Trevor Manuel outlines keys to SA’s socio-economic growth path
Johannesburg - South Africa's biggest challenge was trying to forge unity, togetherness and purpose in the new dispensation, former minister and Old Mutual Group chairman Trevor Manuel said.
Manuel said the country has an identity issue that stems from the apartheid era. He said South Africa’s context of identity is espoused in the South African constitution and the Freedom Charter that goes beyond race, tribalism and ethnicity.
"If you understand identity within the context of non-racialism, you can understand why both the Employment Equity Act and Broad Based Black Economic Empowerment are important to the development of everyone in this country," said Manuel.
He added that once you discover the real identity, the next step is to identify what one would like to achieve.
"As an achievement, most people will tell you they want lots of money. However, money is not an achievement but a means to what you would like to achieve. Mere accumulation of wealth cannot be an objective. There are a series of things that we have to do, and it involves ploughing back," said Manuel.

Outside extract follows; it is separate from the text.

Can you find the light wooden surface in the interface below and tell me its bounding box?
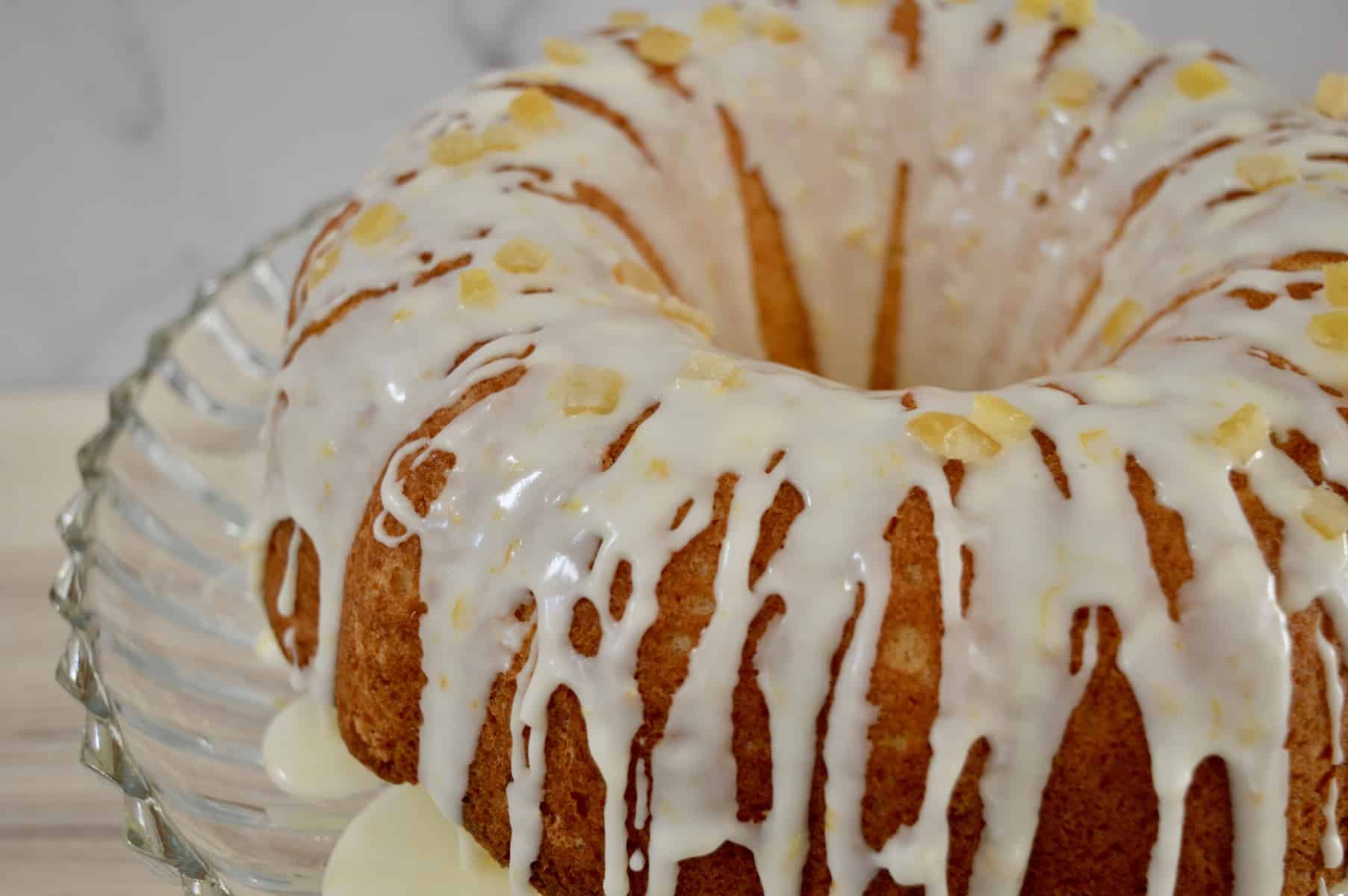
[0,392,178,896]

"In order to meet one’s objectives, it was important to have a team. It is in building teams that we divide responsibilities and create accountabilities for what we want to do. Without a team, you will not achieve those things you want."
Manuel said that how people related to one another in a team determined the respect each had for the other.
He said it was not about how much money or authority one has over the other individual but that it was about respect and the essence of respect was “ubuntu”.
"If someone disrespects him then they will have a fundamental disagreement. However, the difference of opinion should not allow them to disrespect one another."
Manuel said he recalled that during the time he served as a minister of trade and industry and later as finance minister, there was always a formidable team around him that was strong-willed and committed to working together.
"That’s what made us capable of doing what we were able to do for the country," said Manuel.
He said that the ability to subject oneself to the accountability of those around you even if you might not be at the same level was actually a strength that they should multiply because it was so true to what defines South Africans.